The Trump administration stands with the U.S.-recognized interim president of Venezuela, Juan Guaido, "100 percent," Vice President Mike Pence said Monday as he announced new financial assistance for the Venezuelan people.
"We stand with you, and along with all the nations gathered here today, we will keep standing with you until democracy and liberty are restored," Pence said in a speech delivered to the Lima Group, following a trilateral meeting in Bogota, Colombia, with Guaido and Colombian President Ivan Duque. Pence said disputed Venezuelan President Nicolas Maduro "must go."
While in Bogota, Pence and regional leaders discussed strategy to hasten the departure of Maduro and how to get humanitarian aid currently piling up on the border in Brazil and Colombia into Venezuela, where supplies of food and medicine have run low.
Pence also announced additional sanctions on Maduro regime officials Monday, including three border state governors implicated in violence over the weekend and a member of Maduro's "inner circle."
”These men worked to block aid for people in need and suppress peaceful protests while their tyrant danced in Caracas. Their actions will not go unpunished," he said.
"In the days ahead as well, the United States will announce even stronger sanctions on the regime's corrupt financial networks. We will work with all of you to find every last dollar that they've stolen and work to return it to the Venezuelan people," Pence added.
Pence also announced that "the United States will provide an additional $56 million to support our partners in the region as they come to the aid of the Venezuelan people."
The Lima Group meeting was held after a weekend of unrest and violence on the Venezuelan borders with Colombia and Brazil, where Maduro's troops and loyalists have blocked the delivery of food and medical supplies. Maduro insists the aid is a pretext for an armed U.S. invasion.
"Maduro's loyalists turned on their own people. As the world watched, they set fire to trucks loaded with food and medicine desperately needed by the Venezuelan people," Pence said in his speech.
Use of force
Guaido has called on the international community to consider "all options" to resolve Venezuela's crisis. His rhetoric is similar to President Donald Trump's, who has said "all options are always on the table."
"All political and diplomatic resources have been exhausted. Now, what can we do as a region in order to support Venezuela?" he said in remarks Monday.
"You can choose to accept President Guaido's generous offer of amnesty, to live your life in peace with your families and countrymen. But if you choose the other path: continuing to support Maduro, you will ultimately be held accountable," Pence said Monday.

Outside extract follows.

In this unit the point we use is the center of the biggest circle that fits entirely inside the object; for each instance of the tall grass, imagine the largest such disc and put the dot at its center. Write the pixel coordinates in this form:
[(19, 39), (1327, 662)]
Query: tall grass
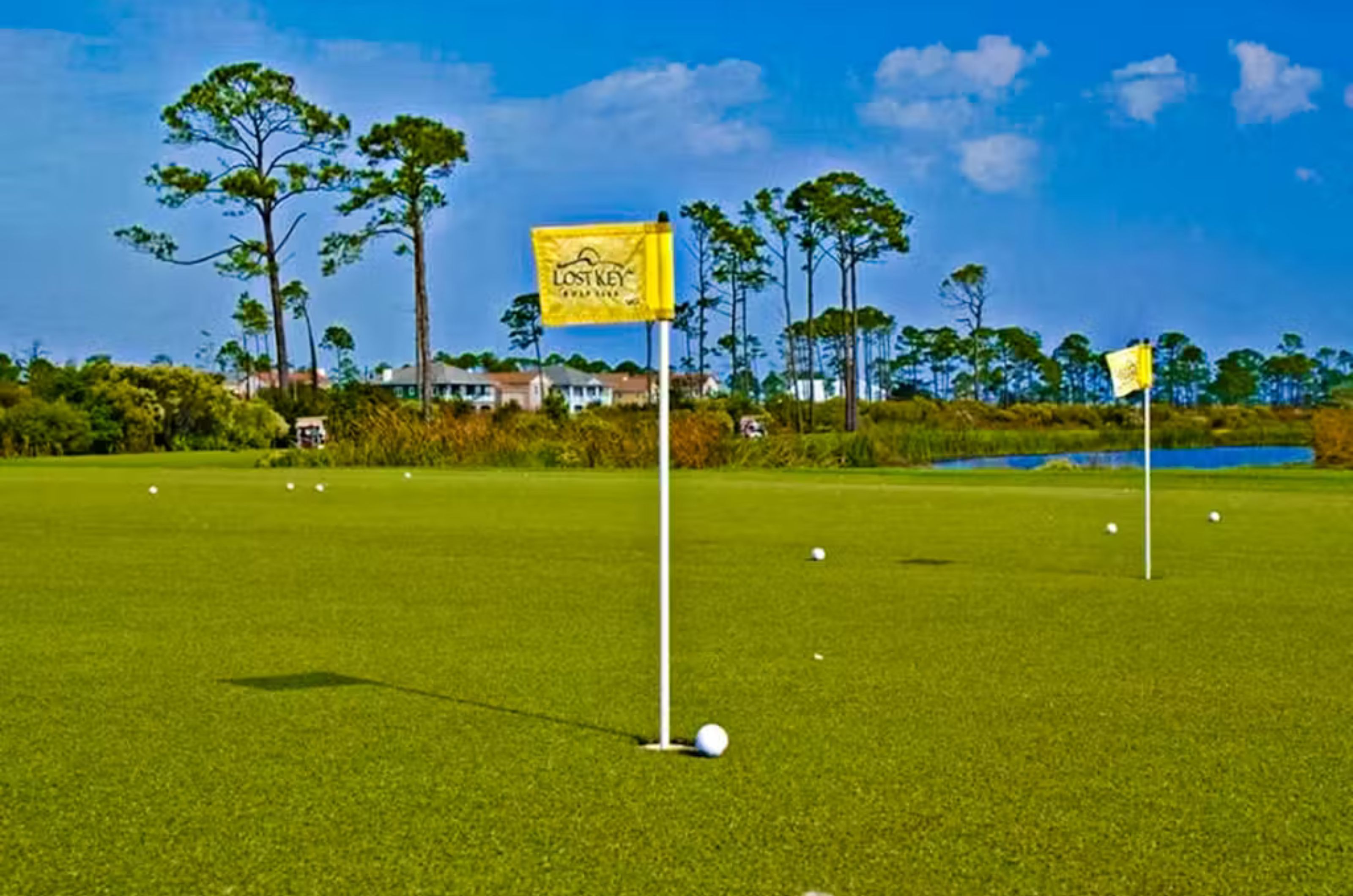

Guaido declared himself interim president in late January and is recognized by the U.S. and dozens of other countries as Venezuela's legitimate head of state.
Aid not getting through
None of the aid that's currently piling up in Colombia and Brazil has been able to get through Maduro's forces. At one border point, aid trucks caught fire, leading the crowd to rush to save the boxes of food and medical supplies.
A U.S. State Department official traveling with the American and Brazilian aid convoy told VOA that two trucks crossed the border into Venezuela on Saturday but were not allowed through the military checkpoint there and turned back to the Brazilian side.
U.N. condemns violence
On Sunday, United Nations Secretary-GeneralAntonio Guterres, and the head of the U.N. human rights office, Michelle Bachelet, called for violence to be "avoided at any cost and for lethal force not to be used in any circumstances."
On Saturday, Maduro supporters fired bullets at those attempting to get aid trucks into Venezuela, while Venezuelan border troops fired tear gas and rubber bullets.
Pence on Monday, referring to Maduro as the "tyrant in Caracas," said the violence over the weekend has "only steeled our resolve" to support Guaido.
According to the U.N., "The excessive use of force used by the Venezuelan security forces, as well as the involvement of pro-government elements," have resulted in at least four confirmed deaths and more than 300 injuries on Friday and Saturday.
Dany Bahar, a Venezuela expert at the Brookings Institution, said the next steps for the international community will be to find ways to increase pressure diplomatically and financially on the Maduro regime and "to try to get the United Nations on board, which has not happened yet."
Critics of the U.S.'s confrontational polices are concerned they will only exacerbate tensions in the region and make it more difficult to reach a peaceful resolution to the political standoff in the country.
"If they didn't intervene in the way they're doing now, there would be some kind of compromise that would emerge through negotiation. And they don't want that," said Mark Weisbrot, a Latin America analyst and co-director of the Center for Economic and Policy Research in Washington.
However, Trump administration supporters point out that the government security forces in Venezuela are responsible for the violent repression in the country and the killing of innocent civilians.
"One side has all the guns, and that's the regime of Nicolas Maduro," said Roger Noriega, who was an assistant secretary of state for Latin America during the administration of President George W. Bush and is now a political analyst with the American Enterprise Institute.